Following a verbal exchange between the two, an award-winning author who was accused of “racist” hired private detectives to dig into the social media accounts of Joanne Harris OBE, the author of Chocolat and the leader of the authors’ trade union.
In her biography Some Kids I Taught and What They Taught Me, Clanchy was accused by internet bloggers last year of stereotyping and being disparaging toward children from ethnic minorities and with autism.
Oxford poet and teacher Kate Clanchy accused Harris of disparaging her in a letter to the Society of Authors’ staff and members that was obtained by The Times.
She also claimed that, as “Harris had advised [she should],” she had been made the target of problems in the publishing sector.
Ms. Clanchy came under fire online for allegedly using racial cliches in her book, such as saying that students had “almond-shaped eyes” and “skin the color of chocolate.”
The 57-year-old author expressed regret and promised to revise some of the book, but Pan Macmillan still effectively cancelled the project.
The book, written by pupils that Clanchy taught at Oxford Spires Academy and for which she had received the Orwell Prize for political literature in 2020, was shelved.
The Society for Authors, which has over 12,000 members, got involved in “the cultural war” when Philip Pullman, the author of His Dark Materials, supported Clanchy in August of last year.

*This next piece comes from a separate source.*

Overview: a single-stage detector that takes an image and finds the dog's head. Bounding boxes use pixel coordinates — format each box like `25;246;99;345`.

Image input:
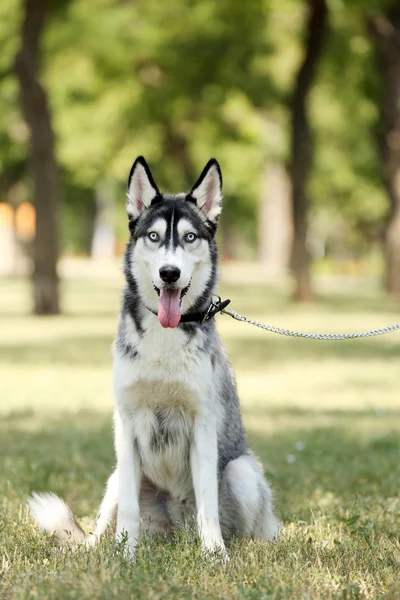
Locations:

Those who rejected it before reading it, according to Pullman’s online article, would “find a comfy home in Isis or the Taliban.”
After outrage from activists who say the book was “racist,” he subsequently removed the tweet and apologized.

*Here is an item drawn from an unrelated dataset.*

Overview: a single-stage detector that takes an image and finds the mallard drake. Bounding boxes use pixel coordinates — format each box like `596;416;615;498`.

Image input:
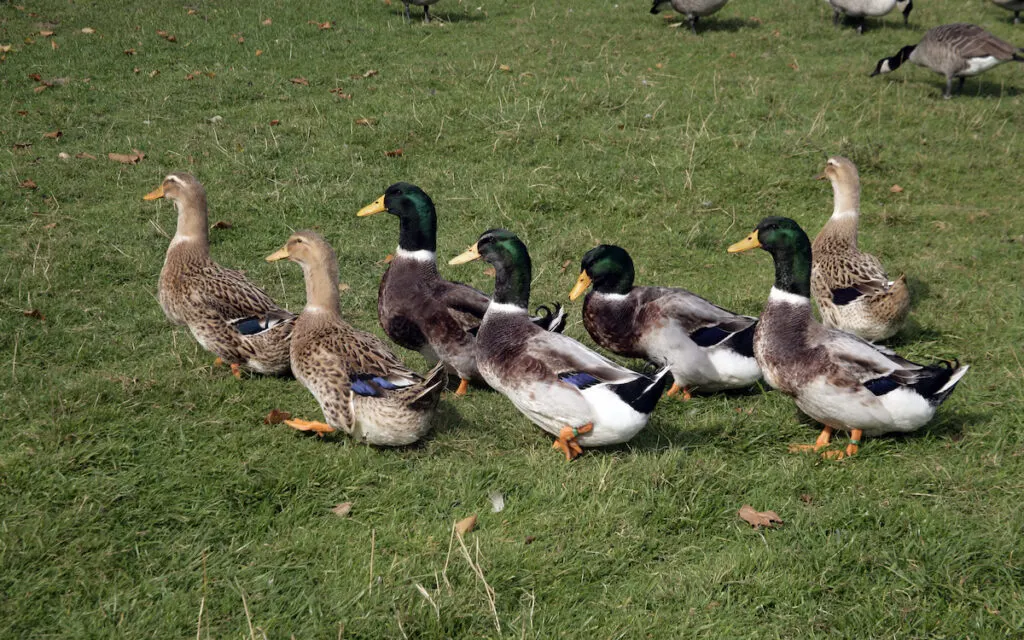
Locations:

Later, the Society invited Pullman to a training session on racial sensitivity.
In his resignation letter, the 75-year-old novelist stated: “I understood that I would not be free to voice my own beliefs as long as I remained president.”
Pullman allegedly said in a letter issued this month that Harris, the head of the Society’s management committee, had “quickly taken a stance of self-righteous neutrality… Though more self-righteous than neutral.”
According to The Times, he claimed that some union members sought to “exploit the society as a vehicle for gesture politics.”
In her letter to the Society, Clanchy discusses the online harassment she received as a result of reviews that called attention to certain passages in her book.
According to Clanchy, the experience almost drove her to commit suicide and angered her pupils, whose poetry was featured in the book.
She said in her letter that despite Harris not having read the book, they both agreed that it was “difficult.”
While this was going on, Clanchy’s critics, notably Sunny Singh, a professor at London Metropolitan University, said that they had been singled out by racists for calling him out.
Despite the fact that she wasn’t a member of the group the previous year, Clanchy alleges Harris contacted her “in an uninvited direct message.”
Clanchy stated that Harris urged her to apologize to Singh and the other two people who claimed to have been assaulted after criticizing her in the message.
This isn’t really about you, Harris said. “You simply happened to be the trigger this time,” he said of the anger and discontent with the industry’s attitude toward race.
The social media detectives Clanchy has now recruited, according to Clanchy, have proof that Harris sent the message right away after speaking with one of Clanchy’s detractors.
The Society issued a response to people who had received Clanchy’s letter, stating that the letter “contained serious accusations against the chair which should be properly examined,” and that “Joanne Harris emphatically rejects” these claims.